Short of the classic sheep-dip or shinola scenarios, we came up short.

One of my buddies turned up this photo of a bike encased in a tent-worm colony — yeah, that’s pretty gross. I definitely wouldn’t fight my way through a bunch of legless bloodsucking larva to get at the citybike hybrid under there somewhere, even though it looks like it’s got a sweet headlight.

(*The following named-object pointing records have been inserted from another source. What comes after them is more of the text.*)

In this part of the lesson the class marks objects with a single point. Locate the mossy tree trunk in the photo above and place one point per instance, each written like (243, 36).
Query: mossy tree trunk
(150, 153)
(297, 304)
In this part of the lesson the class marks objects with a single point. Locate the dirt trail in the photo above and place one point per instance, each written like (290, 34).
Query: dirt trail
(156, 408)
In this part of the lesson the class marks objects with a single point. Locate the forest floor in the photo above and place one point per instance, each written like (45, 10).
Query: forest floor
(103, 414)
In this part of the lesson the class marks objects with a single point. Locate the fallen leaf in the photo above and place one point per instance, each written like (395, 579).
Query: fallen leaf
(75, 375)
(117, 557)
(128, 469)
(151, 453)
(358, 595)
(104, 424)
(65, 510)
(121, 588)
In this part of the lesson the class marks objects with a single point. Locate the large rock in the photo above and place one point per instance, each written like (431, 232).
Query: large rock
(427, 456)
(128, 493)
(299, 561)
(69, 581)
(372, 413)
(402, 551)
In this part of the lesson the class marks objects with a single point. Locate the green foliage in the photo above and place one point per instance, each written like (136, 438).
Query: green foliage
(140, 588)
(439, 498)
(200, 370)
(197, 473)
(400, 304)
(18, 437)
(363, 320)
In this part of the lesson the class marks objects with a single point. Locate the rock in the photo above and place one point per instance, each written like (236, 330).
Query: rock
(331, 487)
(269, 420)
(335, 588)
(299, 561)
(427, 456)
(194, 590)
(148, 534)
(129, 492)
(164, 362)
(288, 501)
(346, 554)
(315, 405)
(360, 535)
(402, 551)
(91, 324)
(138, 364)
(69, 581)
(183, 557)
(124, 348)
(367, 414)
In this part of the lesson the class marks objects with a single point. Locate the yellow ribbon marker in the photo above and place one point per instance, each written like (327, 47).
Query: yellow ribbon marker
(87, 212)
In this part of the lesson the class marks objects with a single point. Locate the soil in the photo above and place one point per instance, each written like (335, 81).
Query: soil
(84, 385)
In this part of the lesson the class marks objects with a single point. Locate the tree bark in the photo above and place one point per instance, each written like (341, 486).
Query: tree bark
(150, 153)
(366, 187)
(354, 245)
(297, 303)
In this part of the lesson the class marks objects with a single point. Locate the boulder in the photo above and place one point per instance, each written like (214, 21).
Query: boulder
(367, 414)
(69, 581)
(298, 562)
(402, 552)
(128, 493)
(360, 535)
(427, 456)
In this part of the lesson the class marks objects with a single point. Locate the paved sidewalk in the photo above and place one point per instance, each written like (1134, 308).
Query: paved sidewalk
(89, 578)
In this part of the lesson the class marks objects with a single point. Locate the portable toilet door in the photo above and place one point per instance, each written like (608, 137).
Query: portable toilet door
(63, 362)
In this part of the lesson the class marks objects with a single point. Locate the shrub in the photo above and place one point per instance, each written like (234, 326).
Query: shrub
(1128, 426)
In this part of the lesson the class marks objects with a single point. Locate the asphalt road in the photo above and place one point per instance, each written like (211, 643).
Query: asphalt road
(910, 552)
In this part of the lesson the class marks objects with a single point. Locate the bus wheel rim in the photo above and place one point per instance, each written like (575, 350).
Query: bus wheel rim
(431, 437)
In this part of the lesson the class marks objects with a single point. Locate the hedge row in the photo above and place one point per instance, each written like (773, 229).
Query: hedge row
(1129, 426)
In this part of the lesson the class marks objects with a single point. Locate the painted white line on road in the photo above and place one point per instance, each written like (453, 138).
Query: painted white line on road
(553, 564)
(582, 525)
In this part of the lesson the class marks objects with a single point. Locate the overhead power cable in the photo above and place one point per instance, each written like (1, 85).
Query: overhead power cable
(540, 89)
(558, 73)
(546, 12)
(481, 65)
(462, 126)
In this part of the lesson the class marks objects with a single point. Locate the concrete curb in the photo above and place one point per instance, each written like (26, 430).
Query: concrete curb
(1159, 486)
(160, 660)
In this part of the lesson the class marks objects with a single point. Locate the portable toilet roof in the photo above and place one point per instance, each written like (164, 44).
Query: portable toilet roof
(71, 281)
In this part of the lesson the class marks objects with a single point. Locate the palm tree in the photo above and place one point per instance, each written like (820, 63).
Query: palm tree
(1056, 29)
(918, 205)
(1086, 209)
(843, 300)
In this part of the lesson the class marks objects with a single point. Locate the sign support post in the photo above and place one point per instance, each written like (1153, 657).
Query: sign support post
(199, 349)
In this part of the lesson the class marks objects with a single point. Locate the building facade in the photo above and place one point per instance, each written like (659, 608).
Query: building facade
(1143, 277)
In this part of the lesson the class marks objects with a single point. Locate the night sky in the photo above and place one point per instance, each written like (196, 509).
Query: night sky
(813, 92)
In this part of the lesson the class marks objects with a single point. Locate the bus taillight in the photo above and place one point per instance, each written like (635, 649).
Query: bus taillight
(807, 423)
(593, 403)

And then just today, Dominic Wilcox caught my eye. He’s developed a whole line of bike decals that imitate rust, bubbled paint, and deep frame scratches. Wilcox says,

“I have stuck them to my shiney new red bike and can confirm it hasn’t been stolen yet. 13 days of not being stolen in London probably equates to 7 years of non-stealing in the friendly countryside. “

I’m not entirely convinced that a serious bike thief is going to be entirely convinced that my unpainted titanium 29er is inexplicably oxidizing, but still. I once fooled my jerkwad boss so badly with those fake bullet-hole decals in his rear quarterpanel that he called 911. Of course, the ignition-enabled smokebomb under the hood helped too….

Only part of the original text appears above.